En el momento del accidente, que se ha calificado como el peor desastre minero en China en casi veinte años, se encontraban 247 personas trabajando bajo tierra. La tragedia ha dejado al menos 82 muertos confirmados y otros desaparecidos cuyo paradero aún se desconoce. Las autoridades y equipos de emergencia continúan buscando a dos trabajadores que permanecen sin ser localizados.
Familiares como un hombre que pidió anonimato sobreviven la espera con nerviosismo, incapaces de comunicarse con sus allegados desde la explosión. Él reveló que su hermano, uno de los afectados, lleva años trabajando en la mina y es padre de tres hijos. Los padres no han sido informados todavía sobre la desaparición de su hijo, situación que el hombre evita anunciarles para no causar mayor dolor.
Las investigaciones oficiales apuntan a negligencias graves por parte de la empresa operadora, el grupo Tongzhou, señalando múltiples violaciones ilegales.
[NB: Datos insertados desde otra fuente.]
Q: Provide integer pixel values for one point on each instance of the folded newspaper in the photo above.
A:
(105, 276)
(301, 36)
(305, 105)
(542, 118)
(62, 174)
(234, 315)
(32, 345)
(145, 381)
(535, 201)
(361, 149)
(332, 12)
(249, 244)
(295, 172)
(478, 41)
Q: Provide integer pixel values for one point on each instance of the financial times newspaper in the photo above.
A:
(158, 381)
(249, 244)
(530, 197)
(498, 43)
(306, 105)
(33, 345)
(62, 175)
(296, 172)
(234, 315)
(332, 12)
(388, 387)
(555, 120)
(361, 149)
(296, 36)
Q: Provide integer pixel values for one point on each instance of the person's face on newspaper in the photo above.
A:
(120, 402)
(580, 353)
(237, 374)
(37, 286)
Informes indican que gran parte de los mineros descendió sin el registro adecuado, incumpliendo normas básicas de seguridad como el control por reconocimiento facial y el uso obligatorio de tarjetas de rastreo bajo tierra.
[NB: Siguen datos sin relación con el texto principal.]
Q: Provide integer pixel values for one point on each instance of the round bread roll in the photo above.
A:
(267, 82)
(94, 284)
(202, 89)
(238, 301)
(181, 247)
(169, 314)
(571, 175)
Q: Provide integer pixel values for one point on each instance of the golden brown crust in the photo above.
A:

El gobierno chino ordenó una campaña nacional para erradicar prácticas ilegales en la industria minera, enfocándose en la falsificación de registros de seguridad y en la contratación irregular de trabajadores que ponen en riesgo la vida de quienes laboran en condiciones precarias. Algunas fuentes internas criticaron duramente la gestión de la empresa, acusándola de negligencia y atraso en los pagos de salarios, incluso con mineros obligados a costear sus propios cascos de protección.
Las autoridades mantienen un estricto control sobre la zona del desastre, limitando el acceso y evitando que los familiares puedan acercarse a la mina o comunicarse con la prensa. La tensión crece entre quienes aguardan noticias sobre sus seres queridos, mientras continúan las tareas de rescate en el interior del pozo.